President Obama and Education Secretary Arne Duncan (

Education Secretary Arne Duncan has only a few days left before his official exit on Dec. 31. Though his designated successor, John King, the former education commissioner of New York State, will have about a year in the job, the education legacy from this administration will be President Obama’s and Duncan’s.

Mark Naison, a professor of African American studies and history at Fordham University and director of Fordham’s Urban Studies Program, offers the following nine questions that need to be answered when the full accounting of the Obama administration’s education reform efforts is written. These appeared on Naison’s blog, and I am publishing them with permission.

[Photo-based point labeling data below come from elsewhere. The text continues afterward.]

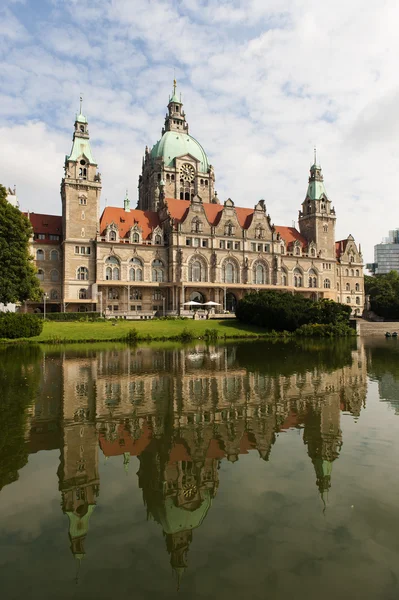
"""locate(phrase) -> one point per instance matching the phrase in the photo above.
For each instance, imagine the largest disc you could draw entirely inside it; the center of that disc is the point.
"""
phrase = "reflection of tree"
(19, 381)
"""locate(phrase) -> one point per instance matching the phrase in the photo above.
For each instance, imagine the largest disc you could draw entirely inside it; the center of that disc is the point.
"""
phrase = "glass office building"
(386, 254)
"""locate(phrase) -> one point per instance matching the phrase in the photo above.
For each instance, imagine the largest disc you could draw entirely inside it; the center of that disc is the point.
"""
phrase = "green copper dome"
(174, 144)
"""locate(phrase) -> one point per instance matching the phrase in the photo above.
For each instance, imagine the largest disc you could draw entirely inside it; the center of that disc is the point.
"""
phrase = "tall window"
(135, 270)
(197, 270)
(83, 274)
(298, 281)
(260, 274)
(158, 270)
(312, 278)
(112, 271)
(135, 294)
(230, 272)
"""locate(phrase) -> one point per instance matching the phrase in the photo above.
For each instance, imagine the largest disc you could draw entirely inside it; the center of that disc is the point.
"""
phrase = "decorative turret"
(175, 119)
(317, 217)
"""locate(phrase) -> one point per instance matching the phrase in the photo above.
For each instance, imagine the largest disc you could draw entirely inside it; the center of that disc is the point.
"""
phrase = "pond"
(253, 469)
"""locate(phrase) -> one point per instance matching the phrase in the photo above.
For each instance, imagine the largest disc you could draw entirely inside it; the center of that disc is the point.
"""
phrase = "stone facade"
(181, 243)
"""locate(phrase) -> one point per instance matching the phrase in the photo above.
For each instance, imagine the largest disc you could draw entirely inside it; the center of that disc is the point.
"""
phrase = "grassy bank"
(70, 332)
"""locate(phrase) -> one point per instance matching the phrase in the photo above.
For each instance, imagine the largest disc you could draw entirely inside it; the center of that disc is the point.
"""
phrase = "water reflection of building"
(181, 412)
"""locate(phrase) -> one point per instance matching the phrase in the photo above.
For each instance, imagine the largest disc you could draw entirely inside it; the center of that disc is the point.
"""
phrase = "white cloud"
(262, 84)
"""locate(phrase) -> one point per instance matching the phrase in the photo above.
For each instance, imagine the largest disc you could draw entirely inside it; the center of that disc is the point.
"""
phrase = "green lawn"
(54, 331)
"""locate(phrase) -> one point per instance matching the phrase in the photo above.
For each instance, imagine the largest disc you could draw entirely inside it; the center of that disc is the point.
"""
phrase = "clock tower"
(177, 164)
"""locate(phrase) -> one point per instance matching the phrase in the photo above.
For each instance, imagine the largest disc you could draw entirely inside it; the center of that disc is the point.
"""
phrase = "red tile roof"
(290, 234)
(340, 247)
(45, 224)
(147, 220)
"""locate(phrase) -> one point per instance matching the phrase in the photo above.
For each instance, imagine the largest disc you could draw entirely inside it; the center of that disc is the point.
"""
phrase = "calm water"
(248, 470)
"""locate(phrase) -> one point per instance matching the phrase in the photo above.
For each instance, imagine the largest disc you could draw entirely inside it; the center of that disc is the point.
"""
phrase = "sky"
(263, 82)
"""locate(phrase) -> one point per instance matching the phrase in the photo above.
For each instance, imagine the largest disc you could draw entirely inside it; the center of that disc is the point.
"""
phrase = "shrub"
(18, 325)
(325, 330)
(132, 336)
(211, 334)
(283, 311)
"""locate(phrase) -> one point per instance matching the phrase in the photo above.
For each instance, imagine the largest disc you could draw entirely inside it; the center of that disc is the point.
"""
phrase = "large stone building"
(182, 243)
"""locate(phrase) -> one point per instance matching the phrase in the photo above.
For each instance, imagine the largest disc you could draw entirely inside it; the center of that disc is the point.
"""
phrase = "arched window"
(298, 281)
(136, 269)
(230, 272)
(135, 294)
(158, 270)
(197, 270)
(312, 278)
(196, 225)
(112, 270)
(229, 229)
(260, 273)
(82, 274)
(113, 294)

Naison writes that Obama’s Race to the Top — his chief education initiative, which rewarded federal funds to states that promised to enact specific reforms that became extremely controversial — was created with hopes of achieving great equity. But there was enormous collateral damage,  Naison says, and that damage “may have well exceeded the gains.” Other critics argue that there were no real gains and that the Obama-Duncan reforms wound up leaving feeling teachers demonized, public education increasingly privatized and the achievement gap still wide.

Here are Naison’s questions:

*How many schools were closed?

*How many great teachers were fired or forced into retirement?

*How many teachers still on the job were placed under a doctor’s care because test-based accountability had destroyed their self-confidence?

*How many communities experienced sharp declines in the number of teachers of color working in their schools?

*How many new charter schools were created which were embroiled in controversy because of financial irregularities or abusive practices?

*How many lucrative contracts were extended to test companies and consulting firms?

*How many students were deprived of recess, physical education and the arts because they were forced to prepare for tests?

*How many special needs or ELL students were unable to graduate because requirements were suddenly raised?

*How many families with young children were filled with stress because testing had taken over their lives?

What other questions need to be asked and answered?